I was peacefully reading the newspaper, drinking my coffee this morning when a dark shadow appeared across the page. Looking outside the doors leading to the patio, I saw a small black bear in the garden. My first reaction was to call my husband, who didn’t answer. Then I thought I should call the police but didn’t have the non-emergency number at hand. I called 911 only to hang up after one ring. But that’s enough apparently to register with the police and a dispatcher called back. I apologized for using the emergency number and mentioned the bear, who after a little stroll around the BBQ and air-conditioning unit, seemed to have ambled away.

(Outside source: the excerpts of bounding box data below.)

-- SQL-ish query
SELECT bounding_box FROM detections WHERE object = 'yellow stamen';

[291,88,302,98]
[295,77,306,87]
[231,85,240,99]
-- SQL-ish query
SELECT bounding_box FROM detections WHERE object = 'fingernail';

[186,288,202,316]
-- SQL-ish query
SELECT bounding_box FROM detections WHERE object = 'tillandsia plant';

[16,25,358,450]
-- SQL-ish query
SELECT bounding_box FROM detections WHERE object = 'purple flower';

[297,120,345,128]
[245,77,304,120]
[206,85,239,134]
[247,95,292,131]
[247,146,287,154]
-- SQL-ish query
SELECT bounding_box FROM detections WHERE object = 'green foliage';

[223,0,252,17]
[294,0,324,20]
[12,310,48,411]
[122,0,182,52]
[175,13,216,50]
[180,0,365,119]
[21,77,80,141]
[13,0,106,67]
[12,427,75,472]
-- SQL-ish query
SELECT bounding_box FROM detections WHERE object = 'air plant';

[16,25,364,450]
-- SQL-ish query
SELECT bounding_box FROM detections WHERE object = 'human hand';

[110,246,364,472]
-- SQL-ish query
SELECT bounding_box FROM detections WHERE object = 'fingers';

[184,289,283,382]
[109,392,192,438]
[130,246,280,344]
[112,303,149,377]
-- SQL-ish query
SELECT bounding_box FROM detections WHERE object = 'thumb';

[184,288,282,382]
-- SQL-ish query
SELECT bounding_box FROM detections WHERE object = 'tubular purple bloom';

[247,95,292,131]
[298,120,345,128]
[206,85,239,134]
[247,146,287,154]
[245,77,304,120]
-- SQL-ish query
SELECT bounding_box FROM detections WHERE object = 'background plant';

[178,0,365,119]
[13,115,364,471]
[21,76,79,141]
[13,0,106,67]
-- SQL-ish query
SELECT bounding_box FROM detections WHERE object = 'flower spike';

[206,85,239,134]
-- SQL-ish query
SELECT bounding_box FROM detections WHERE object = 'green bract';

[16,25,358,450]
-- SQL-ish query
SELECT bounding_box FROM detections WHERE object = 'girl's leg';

They were already aware of the little bear’s presence and an officer was in the area that would stop by. I wasn’t scared – I was inside and don’t have pets or small children outside, nor did I see the mother seeking her baby. We’re quite used to seeing bears in Pennsylvania, where the critters seem to know the garbage collection schedule and appear with frequency to dump trash. One knows to keep your distance and if hiking to make loud noises and huddle together. I had no fear that The Revenant would be reenacted in my suburban backyard.
When the policewoman came, I expressed that I hoped they wouldn’t kill the bear. She reassured me that unless anyone was in danger, they let the wildlife find their way back to the woods. Bears climbing up trees, however, often don’t come down and then need to be tranquilized and returned to the forest. She took my name and my birthday (???) and left, warning me to be careful. I finished my coffee and went to yoga, adrenaline already pumping a bit from the morning excitement.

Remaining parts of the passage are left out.